Crushed oil filter

Hi I recently took off the oil filter housing on my 2.5 and found that the filter had been crushed, not sure how this has happened, this is the first time it has been off since I acquired the car, probably mis - alignment when replacing it, but is seems a bit severe to me, additionally I believe there should be a seal between the canister and the body of the oil filter housing but this is missing
looking into where the pressure adjustment arrangement is there is a rough cut out section below the adjuster that does not look like it was machined out, can anybody confirm whether there is something amiss or not ? and how would the oil filter element get crushed so severely ?




Wrong filter, too long?

The filter cartridge is too long. That top plate is spring loaded and slides back into the body as the canister is tightened. I don’t know if this canister is the right one and it just gave up holding the spring plate back, or whether it is the wrong part. Replacing with the right part should fix the problem. I’m not clear on your other comment about the problem with the pressure relief area of the body.

It looks to me like your canister seal is in there, but old and compressed.
The new square seal is industrial size #337 or McMaster-Carr 4061T313, $19 for a pack of 25.

The inside of the filter head is as-cast aluminum, no machine cutting in there.

For a filter you can use Fram CH801BPL, also used on Mark 1 and XK150.

Is the bottom of your canister crunched from overtightening?

Hi Rob
Thanks for the info, no the bottom of the canister is not crushed and I measured the new filter I have against the good side of the crushed one and it is the same size in height, this is what is strange to me, if it were the wrong size surely somebody would have felt it when tightening up the bolt, seems strange to me that one side of the oil filter is crushed and not the other
The old filter has a perorated surround around it also, which is not with the new one
everything with a vintage car restoration is one step forward and one step backwards but I am making progress slowly,

Had same issue- my conclusion at time was the spring loaded plate must have been stuck.
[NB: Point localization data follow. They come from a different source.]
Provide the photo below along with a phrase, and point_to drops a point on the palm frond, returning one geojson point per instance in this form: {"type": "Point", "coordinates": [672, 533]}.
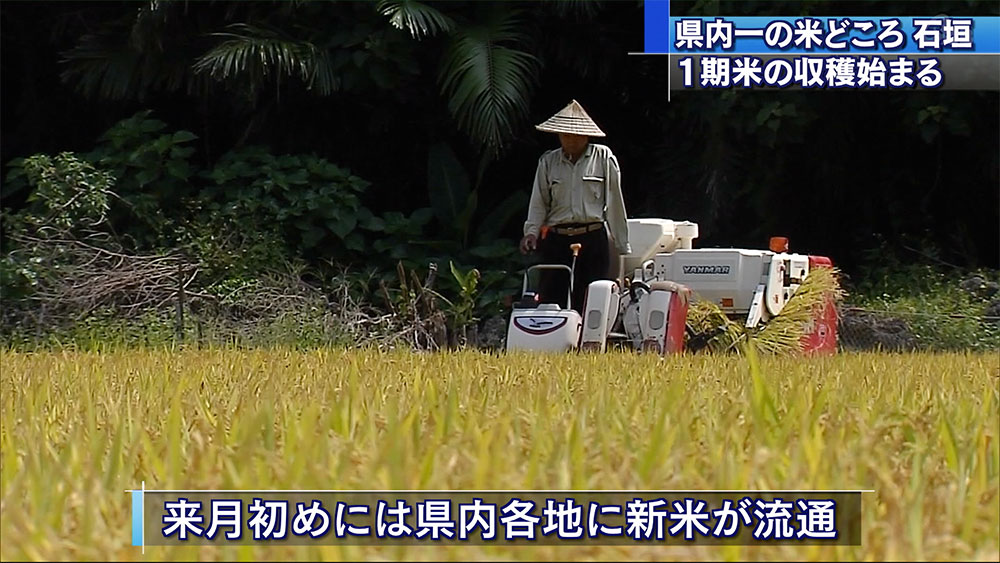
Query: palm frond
{"type": "Point", "coordinates": [488, 81]}
{"type": "Point", "coordinates": [419, 19]}
{"type": "Point", "coordinates": [258, 53]}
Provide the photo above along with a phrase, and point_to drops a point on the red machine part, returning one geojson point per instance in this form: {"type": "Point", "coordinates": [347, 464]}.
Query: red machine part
{"type": "Point", "coordinates": [821, 338]}
{"type": "Point", "coordinates": [676, 323]}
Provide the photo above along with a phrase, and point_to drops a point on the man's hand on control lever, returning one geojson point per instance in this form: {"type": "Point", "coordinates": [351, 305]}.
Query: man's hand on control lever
{"type": "Point", "coordinates": [529, 243]}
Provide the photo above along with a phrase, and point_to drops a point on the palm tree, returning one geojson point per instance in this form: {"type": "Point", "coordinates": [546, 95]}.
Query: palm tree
{"type": "Point", "coordinates": [485, 72]}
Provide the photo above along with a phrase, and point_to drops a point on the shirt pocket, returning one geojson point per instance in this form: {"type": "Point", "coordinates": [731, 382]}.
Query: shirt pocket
{"type": "Point", "coordinates": [557, 189]}
{"type": "Point", "coordinates": [594, 187]}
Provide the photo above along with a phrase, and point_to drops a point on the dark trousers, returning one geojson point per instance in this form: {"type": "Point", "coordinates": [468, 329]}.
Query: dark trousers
{"type": "Point", "coordinates": [591, 264]}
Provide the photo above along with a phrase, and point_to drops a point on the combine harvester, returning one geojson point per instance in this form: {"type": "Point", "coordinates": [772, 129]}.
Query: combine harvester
{"type": "Point", "coordinates": [648, 309]}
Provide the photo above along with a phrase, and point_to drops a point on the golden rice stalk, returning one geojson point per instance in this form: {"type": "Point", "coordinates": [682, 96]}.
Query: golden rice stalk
{"type": "Point", "coordinates": [780, 335]}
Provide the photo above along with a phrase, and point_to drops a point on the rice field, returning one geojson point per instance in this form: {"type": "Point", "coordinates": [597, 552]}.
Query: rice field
{"type": "Point", "coordinates": [78, 429]}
Does the filter work with oil from outside to in or vice versa?

Hi Not sure how I would know that ?

The flow is outside to inside of the filter element.
D to E (this is from a 3.5 L Mark V)

Oil comes up from the pump to A

Filtered oil flows out B to the side oil galleries, which supply the main bearings.

The external bypass valve C & G opens when the oil pump is putting out more than the main bearings can take. Then the excess oil dumps back into the sump through C to a hole in the block.

There is also a small internal bypass valve F which opens when the filter element is clogged up, permitting unfiltered oil to flow up to B and into the side oil galleries, so the bearings get supplied even if you don’t ever change the filter.

As may well have been the situation with my '38 SS when it came to me.


There was clean oil in the sump, but I think I heard it crying “Change me!”.
The canister bolt was REALLY tight. I had to remove the head and put it in a bench vise.
I found black GOO in there.

Thanks for the info, its good to know, I’ve never seen a filter that bad !

So theoretically a high pump pressure, a blocked filter with a low internal pressure could cause an implosion?
Currently using the fully disposable type as sold by Worcester spares

No, the bypass valve F is supposed to prevent that.

My '38 SS has a smaller filter canister than for the Mark IV and V.
I use a Wix filter #57062, same as used on Dodge, Freightliner and Mercedes Sprinter vans and Jeep Grand Cherokee.